The path for many into postpartum depression is gradual, so much so, that it can be difficult to tell that the water is hot because it warmed up so slowly. For others, a more abrupt change is seen, particularly with loss (a death, a divorce) or a perceived loss. Nearly every mother I've spoken to has felt at some time what we term Baby Blues, simply by the nature of what we've been through.
The physical and emotional stress of childbirth.
Elevated hormones that mimic our stress response.
Foods that stress our bodies ability to maintain homeostasis.
Lack of restorative sleep and time to care for ourselves.
All of these things push us toward or past our threshold to maintain homeostasis, to cope, and we begin to decompensate. For some women tiredness, forgetfulness or irritability overtake them, but we continue to manage day to day. Some mothers may feel completely overwhelmed. Sometimes we may need help just recognizing that we are experiencing postpartum depression.
Take our Baby Blues Quiz (Postpartum Depression screening tool) to see if you have symptoms.
There are underlying themes I have heard as I've listened to mother's stories, as well as what I experienced myself. Recognizing these feelings early on, you can make better decisions on how to address them. Ignoring these changes, withdrawing from help, blaming yourself or others only keeps you from feeling well again. Here are my 5 best tips for catching your baby blues.
1. Talk with your medical provider - and keep talking. So often I hear women say that their doctor wanted to put them on medications that they didn't want, and the conversation ends there. A medication is not going to correct the underlying problem with any of these symptoms. "Depression is not a Prozac deficiency," says Dr. Patrick Hanaway, Director of the Cleveland Clinic Center for Functional Medicine.
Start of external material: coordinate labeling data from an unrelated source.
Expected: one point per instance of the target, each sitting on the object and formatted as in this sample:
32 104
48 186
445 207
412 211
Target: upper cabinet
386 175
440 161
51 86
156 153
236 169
Your doctor should be looking at your lab tests, for anemia, hypothyroidism, nutritional deficiencies, and helping you set goals to improve those things you have control over like the next four tips on this list.
2. Move your body - if you felt like I did at the end of my pregnancy, I was dying for some intensity. Whether we are pregnant or recovering postpartum more movement, stretching, walking, and getting outside into nature is therapeutic to our body and soul. Moving our bodies more whether it is 15 min every morning with Mommy Ready or resuming our workout routine, reduces stress and boosts our mood through the release of endorphins our feel good hormones.
3. Eat well - nutritional deficiencies are at the top of my list postpartum, simply by the design of pregnancy and the american diet. All of those resources your body used to create another human may have left your reserves drastically low. Without the right indgredients our bodies can't break down hormones, toxins and other chemicals correctly. Hormone weight gain (around your middle) is one way a body stores what it can't break down effectively without the right nutrients. For other women these stored hormones end up crossing the blood brain barrier and causing anything from mood changes to psychosis to dementia. As well as I felt I was eating as my children were young, I found I was still unable to replace certain nutrients, identified through genetic testing, that I was slow at metabolizing. So temporarily, I needed supplements to replace B vitamins, and magnesium to add to what I could obtain from colorful veggies and proteins. (I wanted to add pooping-well here too - to feel well you have to poop well, boosting insoluble fiber from lots of veggies and 3L of water/day to keep your stools bulky and soft, you should be pooping-well daily.)
4. Sleep is essential to rejuvenate and restore - what about when we're waking every two hours with a newborn. I didn't say 8-10 hours straight, though that's the goal. Sleep training by 3 months you can attain that. During the early months I used the advice my mother gave me,"Nap when your baby naps." As new mother's we may have unfounded expectations that we have to bounce back after delivery into our busy life. A wise midwife told me that the women who recover best are those that rest most in the first 2 weeks. She had seen time and time again that women who allowed other's to help care for them initially felt significantly better by 4-6 weeks. Reach out to family and friends to be available if you've had a busy night to watch an older child or hold a baby, while you catch up on a couple zzz's.
5. Managing stress before it manages you - When you feel the early symptoms of baby blues coming on, instead of telling yourself, "it's not that bad." Let the way you're feeling clue you in, that you are not coping well - and you can do something about it. Look at your diet, your movement, your sleep, your relationships. Is there something you can adjust in any of those areas that can reduce your physical and emotional stress? Do you need spiritual support? While working on small daily goals to improve these things, there are other things you can do to directly improve your ability to restore your ability to cope - and it doesn't have to take much time. For example, in the first lessons at Mommy Ready we teach belly breathing. As you breathe in - your belly rises, as you breathe out - your belly draws in. Sitting or lying quietly for just 10 breaths can switch your body from Stress ON to Stress Off. And the more you do this, the better response you will get.
Our message from Mommy Ready to all mothers this month is: if you are feeling blue, reach out for help. Baby blues is a way that your body is expressing a need. Listen to your body and your feelings. Recognize what you CAN do. Seek help from your doctor or your family and friends. Look at the small changes you can make to improve your nutrition, increase your movement, get better sleep, and manage stress better. The things you do each day have the most impact on how you feel, and how you mother.